Mary Walsh, Newfoundland’s reigning queen of comedy, is having a few anxious moments as Canada: It’s Complicated - her new musical celebrating the country’s 150th anniversary - takes off to tour the country.
The show is designed to showcase Canada’s history and diversity, providing a platform for emerging performers. Walsh is one of its writers.
“We’ve got talented young people from all over everywhere coming together in this musical,” she says from her home in St. John’s. “I know it is going to be wonderful, but I’m more used to going down the street to Missus and asking her if she wants to be in a show.”
A job as a radio host while she was still a teenager catapulted Walsh into a life on stage, in film, and on television.

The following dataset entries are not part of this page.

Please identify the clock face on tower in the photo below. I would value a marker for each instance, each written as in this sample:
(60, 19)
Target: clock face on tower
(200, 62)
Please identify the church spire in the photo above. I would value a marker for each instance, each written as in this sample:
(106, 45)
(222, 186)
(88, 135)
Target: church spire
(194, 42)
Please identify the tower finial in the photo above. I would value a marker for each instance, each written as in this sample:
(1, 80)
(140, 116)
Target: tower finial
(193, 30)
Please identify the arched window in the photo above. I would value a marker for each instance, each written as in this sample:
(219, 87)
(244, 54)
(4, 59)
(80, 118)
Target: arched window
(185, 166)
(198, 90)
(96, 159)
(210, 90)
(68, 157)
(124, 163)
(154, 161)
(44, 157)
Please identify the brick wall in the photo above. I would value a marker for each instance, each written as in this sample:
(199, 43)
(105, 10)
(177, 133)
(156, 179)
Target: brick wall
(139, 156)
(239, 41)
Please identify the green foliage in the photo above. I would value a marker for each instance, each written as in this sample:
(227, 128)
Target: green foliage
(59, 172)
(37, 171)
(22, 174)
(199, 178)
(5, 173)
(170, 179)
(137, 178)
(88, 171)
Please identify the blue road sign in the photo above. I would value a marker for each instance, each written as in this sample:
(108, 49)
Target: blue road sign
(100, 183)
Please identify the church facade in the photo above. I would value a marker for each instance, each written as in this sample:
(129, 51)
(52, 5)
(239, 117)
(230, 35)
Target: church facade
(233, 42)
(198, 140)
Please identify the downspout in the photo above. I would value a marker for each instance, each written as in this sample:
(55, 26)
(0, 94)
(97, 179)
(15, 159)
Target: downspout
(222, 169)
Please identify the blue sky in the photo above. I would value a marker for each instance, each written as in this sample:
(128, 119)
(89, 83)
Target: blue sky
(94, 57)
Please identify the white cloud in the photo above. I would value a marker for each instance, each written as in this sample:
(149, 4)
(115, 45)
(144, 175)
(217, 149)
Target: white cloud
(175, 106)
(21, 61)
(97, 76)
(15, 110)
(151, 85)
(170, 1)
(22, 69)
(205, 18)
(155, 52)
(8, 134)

“The comedy came easy,” she recalls. “As a kid, being funny was one of the few things that was rewarded.
“If you don’t have a sense of humour in Newfoundland you are not going to survive.”
Many will remember Walsh in her role on CODCO, the legendary Newfoundland sketch comedy troupe that broke internationally before reuniting in the late 1980s for a five year stint on CBC television.
“We all knew each other or each others’ brothers and sisters. Almost all of us went to Catholic school together. I was the most working class of the lot, but we all came from the same place.”
When the show ended, Walsh moved on to a new CBC satirical current affairs program, This Hour Has 22 Minutes, which has been on the air since 1993.
“I had an idea for a Friday night show, something we could do in St. John’s. Michael Donovan of Salter Street Films thought it might work for TV, so I called around town to a bunch of friends and that’s how it all started.”
She stayed with 22 Minutes for 11 years, becoming best known in her roles as the acid-tongued Marg Delahunty, and Marg, The Princess Warrior, who had a habit of ambushing politicians.
Although she still makes the occasional guest appearance on the show, Walsh has focused on other endeavours in recent years - writing, collaborating, acting, and directing plays, films and movies.
Now 65, she has just published her first novel, Crying for the Moon, the story of a young working class St. John’s girl who goes to Expo ’67 in Montreal on a school trip, gets pregnant, is forced to give the baby up, and becomes a directionless passenger in her own weary young life.
She shares that the 336-page narrative has been her most satisfying project.
“I wanted to write a book since I was eight years old. The good thing about being in your sixties is that you start to ask yourself ‘if not now, then when?’ It would be awful to die without doing what I most passionately wanted to do.”
Though she is often asked, Walsh insists that Crying for the Moon is not autobiographical.
“I didn’t go to Expo, and I didn’t get knocked up, but I knew lots of girls who did and - for some - their lives were destroyed. That baby they had to give up was their only glimmer of hope, and through lack of experience they believed that if they could only find the baby to love them, things would be okay.”
Maureen, the book’s main character, lives a street or two over from Carter’s Hill, where Walsh grew up.
“The setting is well-known to me, the streets, the neighborhood, the Catholic schools, and what it was like for many girls in that era. Other parts of the book, such as poisoning and police interrogation techniques, required a good deal of research.”
Maureen’s inability to feel at home anywhere is something Walsh did experience, however; she was raised by relatives who lived next door to her parents and siblings, and struggled with a sense of abandonment for many years.
“No doubt it contributed to who I am today, but I held onto that sense of being wronged for way too long. As you get older you stop asking why and start to concentrate on what is and see what you can make of that. It is a better, more peaceful place to be.”
Along with her new musical, the coming months will see Walsh starring in both Little Dog - a darkly hilarious television show filmed in her native Newfoundland - and a Christmas reunion show from her own award-winning television comedy series, Hatching, Matching and Dispatching.